Rus Hunt-Retired RK Senior Advisor
12.02.2021

Concerns about money are one of the most common stresses of life. It can keep you up at night and cause stress to your health and relationships. Of course, one of the top concerns for all of us is knowing we can handle unexpected expenses. 

As a financial advisor, one of my goals was to help people build a solid financial foundation. While advising, I encouraged clients to get out of debt (mortgage excluded) and establish an emergency saving reserve before starting to invest. Everyone experiences surprises in life. Home or car repairs may be more expensive than the amount you have budgeted. Medical bills can far exceed what insurance may cover. The recent pandemic has shown us that you may experience a prolonged period of unemployment. We all need to have some money in reserve to protect against such possibilities. 

An emergency fund should be enough to cover three to six months’ worth of essential living expenses, as a general rule. Which end of the range is right for you? It depends, in part, on how many breakable moving parts you have in your life. Home-owners need more in reserve than renters. People with health issues may need to have more set aside than others, depending on their health insurance coverage. Those with less than stable jobs or income situations should probably have more savings than those whose incomes are relatively more secure. Single-earner households probably need more savings than dual-earner households.

Your emergency fund isn’t for getting new tires or an annual heating system check-up. Those items should be covered by budgeting a certain amount each month for vehicle and home maintenance repairs. Instead, an emergency fund is for bigger-ticket expenses, such as a major repair that you had no way of anticipating.

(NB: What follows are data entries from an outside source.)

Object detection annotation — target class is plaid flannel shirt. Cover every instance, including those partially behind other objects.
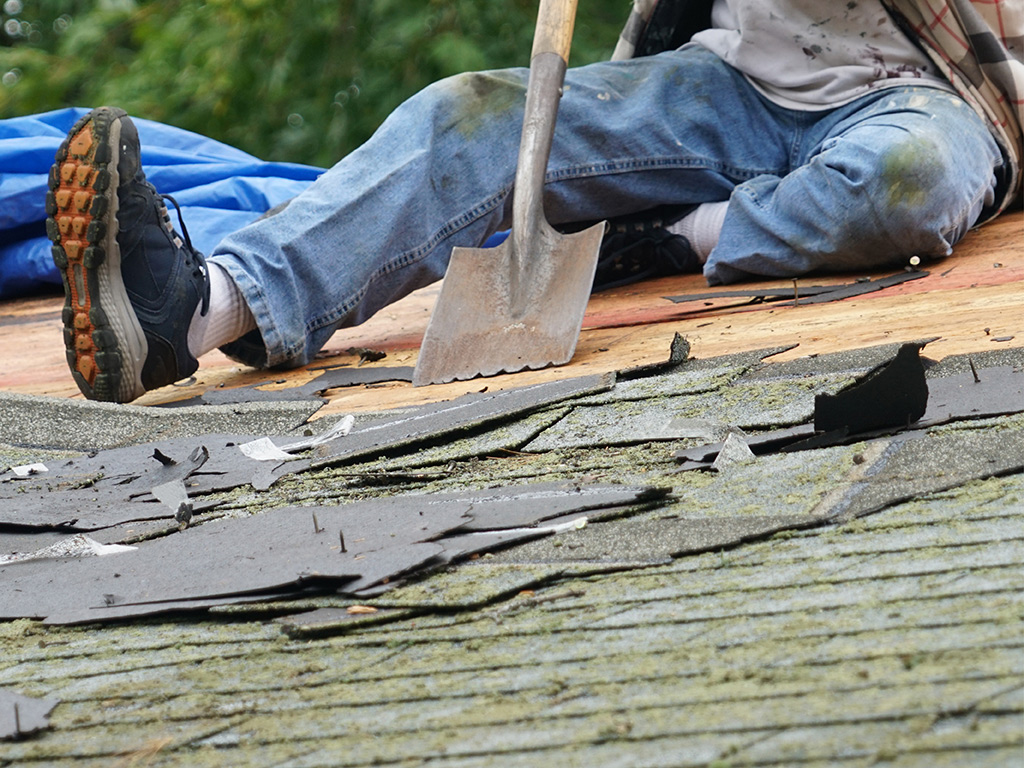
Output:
[612,0,1024,218]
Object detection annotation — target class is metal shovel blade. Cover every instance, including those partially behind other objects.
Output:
[413,0,604,386]
[413,223,604,386]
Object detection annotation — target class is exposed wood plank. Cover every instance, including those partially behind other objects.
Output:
[0,212,1024,415]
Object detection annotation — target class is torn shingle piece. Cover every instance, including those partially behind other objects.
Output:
[442,482,669,531]
[921,366,1024,426]
[0,689,59,740]
[0,499,468,617]
[826,427,1024,520]
[666,270,929,306]
[260,374,614,489]
[814,344,928,434]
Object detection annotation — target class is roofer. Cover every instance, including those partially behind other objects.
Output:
[47,0,1024,401]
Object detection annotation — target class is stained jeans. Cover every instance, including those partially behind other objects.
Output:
[211,45,1004,367]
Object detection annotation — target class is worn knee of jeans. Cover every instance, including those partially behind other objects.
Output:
[822,131,991,259]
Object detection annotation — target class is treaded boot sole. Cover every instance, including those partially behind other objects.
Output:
[46,109,147,402]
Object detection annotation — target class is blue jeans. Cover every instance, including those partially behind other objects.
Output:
[211,45,1004,367]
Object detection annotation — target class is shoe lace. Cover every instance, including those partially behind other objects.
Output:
[160,195,210,315]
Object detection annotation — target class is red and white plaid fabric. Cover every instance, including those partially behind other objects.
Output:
[612,0,1024,216]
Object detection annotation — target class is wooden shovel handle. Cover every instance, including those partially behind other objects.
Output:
[530,0,577,63]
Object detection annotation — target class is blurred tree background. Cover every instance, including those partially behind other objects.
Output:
[0,0,631,166]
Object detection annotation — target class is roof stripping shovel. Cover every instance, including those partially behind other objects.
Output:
[413,0,604,386]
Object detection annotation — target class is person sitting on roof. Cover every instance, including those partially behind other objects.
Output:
[47,0,1024,401]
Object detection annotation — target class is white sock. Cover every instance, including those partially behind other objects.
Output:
[669,200,729,262]
[188,261,256,357]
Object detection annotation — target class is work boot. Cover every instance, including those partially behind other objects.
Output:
[592,206,703,292]
[46,106,210,402]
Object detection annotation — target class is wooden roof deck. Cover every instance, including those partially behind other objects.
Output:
[0,211,1024,415]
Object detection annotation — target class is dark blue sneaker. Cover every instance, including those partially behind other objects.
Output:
[593,206,703,292]
[46,106,210,402]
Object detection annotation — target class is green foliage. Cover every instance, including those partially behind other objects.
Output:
[0,0,630,166]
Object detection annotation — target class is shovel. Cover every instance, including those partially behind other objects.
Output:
[413,0,604,386]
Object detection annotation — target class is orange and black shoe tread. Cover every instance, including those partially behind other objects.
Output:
[46,115,122,400]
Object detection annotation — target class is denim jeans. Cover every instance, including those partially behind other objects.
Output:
[211,45,1004,367]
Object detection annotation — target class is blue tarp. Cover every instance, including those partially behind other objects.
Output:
[0,109,324,298]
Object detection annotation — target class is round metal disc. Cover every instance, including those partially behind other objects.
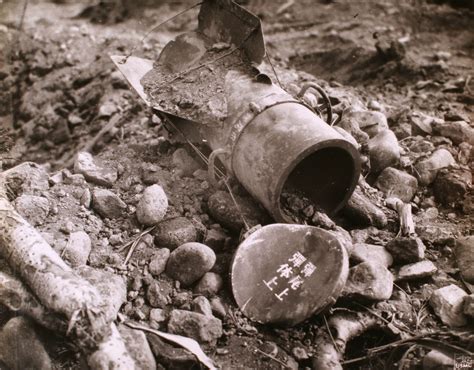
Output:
[231,224,349,325]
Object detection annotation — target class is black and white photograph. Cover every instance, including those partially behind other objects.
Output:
[0,0,474,370]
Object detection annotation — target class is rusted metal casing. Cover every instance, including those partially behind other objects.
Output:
[204,71,360,223]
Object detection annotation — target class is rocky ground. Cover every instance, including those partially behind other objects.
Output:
[0,0,474,369]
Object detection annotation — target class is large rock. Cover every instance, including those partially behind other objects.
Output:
[118,324,156,370]
[148,248,170,276]
[63,231,92,267]
[194,272,224,297]
[343,262,393,301]
[92,188,127,218]
[15,194,49,226]
[433,168,472,206]
[397,260,438,280]
[74,152,118,187]
[146,280,173,308]
[455,235,474,284]
[168,310,222,344]
[149,308,166,329]
[153,217,198,250]
[433,121,474,145]
[137,184,168,226]
[375,167,418,203]
[351,243,393,267]
[171,148,201,177]
[207,191,268,232]
[344,186,387,228]
[415,148,455,185]
[0,317,52,370]
[368,129,400,173]
[385,236,426,263]
[338,113,369,145]
[410,112,436,136]
[430,284,467,327]
[166,243,216,285]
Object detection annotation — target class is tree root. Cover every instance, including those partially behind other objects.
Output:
[0,178,134,370]
[313,312,380,370]
[0,271,67,333]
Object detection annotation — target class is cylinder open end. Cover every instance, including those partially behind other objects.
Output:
[278,145,360,222]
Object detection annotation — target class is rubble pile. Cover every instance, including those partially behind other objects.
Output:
[0,0,474,369]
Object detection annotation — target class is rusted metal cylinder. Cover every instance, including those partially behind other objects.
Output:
[206,72,360,223]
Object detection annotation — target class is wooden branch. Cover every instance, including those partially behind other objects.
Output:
[0,271,67,333]
[312,312,380,370]
[385,197,416,236]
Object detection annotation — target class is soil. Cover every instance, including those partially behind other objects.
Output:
[0,0,474,369]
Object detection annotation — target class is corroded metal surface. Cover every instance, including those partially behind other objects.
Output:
[231,224,349,325]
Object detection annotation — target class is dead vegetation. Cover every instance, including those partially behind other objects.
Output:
[0,1,474,369]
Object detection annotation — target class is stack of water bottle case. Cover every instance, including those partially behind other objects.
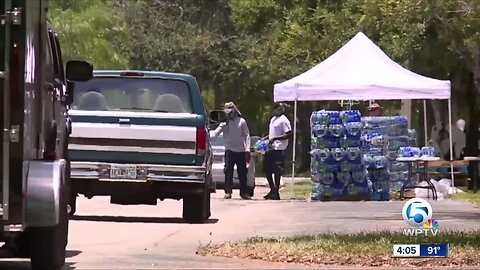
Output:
[311,110,422,200]
[310,110,372,200]
[362,116,416,200]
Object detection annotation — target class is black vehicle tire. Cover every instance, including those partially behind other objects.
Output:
[182,189,211,223]
[27,182,68,270]
[248,187,255,197]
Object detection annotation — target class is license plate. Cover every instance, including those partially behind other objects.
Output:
[110,166,137,179]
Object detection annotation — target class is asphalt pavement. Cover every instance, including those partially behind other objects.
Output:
[0,180,480,270]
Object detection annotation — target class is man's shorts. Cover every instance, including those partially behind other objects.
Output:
[263,150,285,175]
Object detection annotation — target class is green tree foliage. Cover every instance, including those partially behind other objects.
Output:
[50,0,480,171]
[49,0,128,69]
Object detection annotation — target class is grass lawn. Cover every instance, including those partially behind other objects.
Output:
[197,232,480,268]
[280,179,312,200]
[452,192,480,208]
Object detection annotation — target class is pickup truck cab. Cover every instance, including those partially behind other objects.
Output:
[68,70,215,223]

And as mentioned earlier, the most significant financial emergency for most people would be a sudden loss of income.

It is best to keep your emergency savings where it can earn at least a little interest while remaining easily accessible. This isn’t stock-market or real-estate money. You can certainly use your local bank and search for online banks that may offer a little better interest rate. Make sure the institution is FDIC insured and your funds are always immediately available to you.

Building savings will never score very high on the excitement meter. However, having a well-stocked emergency fund will contribute mightily to your peace of mind as you pursue your investment goals. So, build savings first, and then invest.